Business

Time Warner shareholders could force sale or spinoff of HBO

Is Time Warner ready for round two?

Activist shareholders are circling the New York media giant with a view to pushing either a sale of the entire company or a spinoff of its valuable HBO business, The Post has learned.

While the activists haven’t officially approached Time Warner, one firm, New York-based Corvex Management, is weighing a move, sources familiar with the situation said Thursday.

Some media watchers are looking at Netflix march its streaming service around the world and feel the value of HBO could be best unlocked if it were detached from the mother ship, one Wall Street veteran told The Post.

Corvex is run by Keith Meister who, until 2006, was right-hand man for corporate rabble-rouser Carl Icahn.

Icahn famously made a bid to break up Time Warner back in 2006.

Corvex wasn’t immediately available for comment.

Time Warner shares have been a standout over the last five trading days — rising 8.9 percent, to Thursday’s close at $70.20 — while the broader S&P 500 Index has tumbled 5.8 percent.

The rise has not escaped the notice of some on Wall Street. Those tongues are wagging that the conglomerate is on the brink of some big changes.

Over the last 12 months, Time Warner shares — and those of most media stocks — have had a rough time.

But Time Warner is in a particularly sore spot.
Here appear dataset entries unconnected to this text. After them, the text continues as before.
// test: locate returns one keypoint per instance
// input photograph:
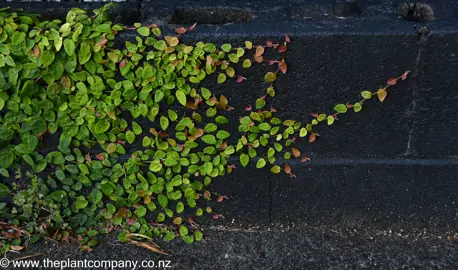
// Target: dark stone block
(373, 194)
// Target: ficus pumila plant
(140, 138)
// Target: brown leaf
(283, 67)
(391, 81)
(148, 246)
(287, 169)
(381, 94)
(259, 51)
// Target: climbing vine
(140, 138)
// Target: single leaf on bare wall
(259, 51)
(283, 67)
(381, 94)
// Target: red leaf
(304, 159)
(283, 67)
(391, 81)
(180, 30)
(287, 169)
(192, 27)
(259, 51)
(404, 76)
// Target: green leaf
(209, 139)
(183, 230)
(18, 38)
(81, 202)
(209, 128)
(158, 96)
(180, 207)
(275, 169)
(303, 132)
(159, 45)
(198, 235)
(69, 46)
(226, 47)
(221, 78)
(357, 107)
(141, 211)
(6, 158)
(340, 108)
(101, 126)
(144, 31)
(222, 134)
(181, 96)
(244, 159)
(47, 57)
(58, 195)
(264, 126)
(206, 94)
(164, 121)
(169, 236)
(330, 120)
(136, 128)
(260, 103)
(163, 200)
(103, 28)
(130, 136)
(366, 94)
(261, 163)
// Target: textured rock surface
(391, 167)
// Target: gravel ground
(280, 247)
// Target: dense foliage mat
(140, 138)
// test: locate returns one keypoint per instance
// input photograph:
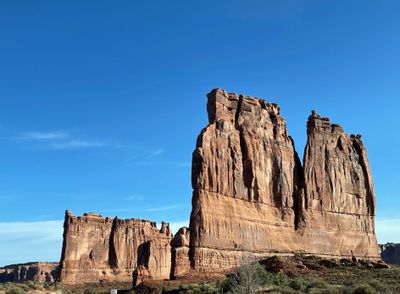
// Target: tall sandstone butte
(104, 249)
(251, 197)
(338, 203)
(246, 178)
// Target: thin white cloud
(134, 197)
(59, 140)
(162, 208)
(30, 241)
(76, 144)
(388, 230)
(145, 155)
(43, 136)
(149, 209)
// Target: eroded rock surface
(246, 176)
(104, 249)
(180, 253)
(251, 196)
(338, 203)
(390, 253)
(33, 271)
It spurned an $85-a-share offer from Fox in July 2014, arguing it could do better on its own.

BTIG analyst Rich Greenfield predicted activist intervention at Time Warner in his annual media forecast — noting its shares finished the year 13 percent under the Fox offer, adjusted for Fox’s own share drop at the close of the year.

On Friday, Time Warner boss Jeff Bewkes is headed to the Golden Globes to cheer HBO’s seven nominations.

While he’s there, Bewkes is expected to meet with key shareholders to explain his 2015 plans.

The meetings are routine, sources close to Bewkes said.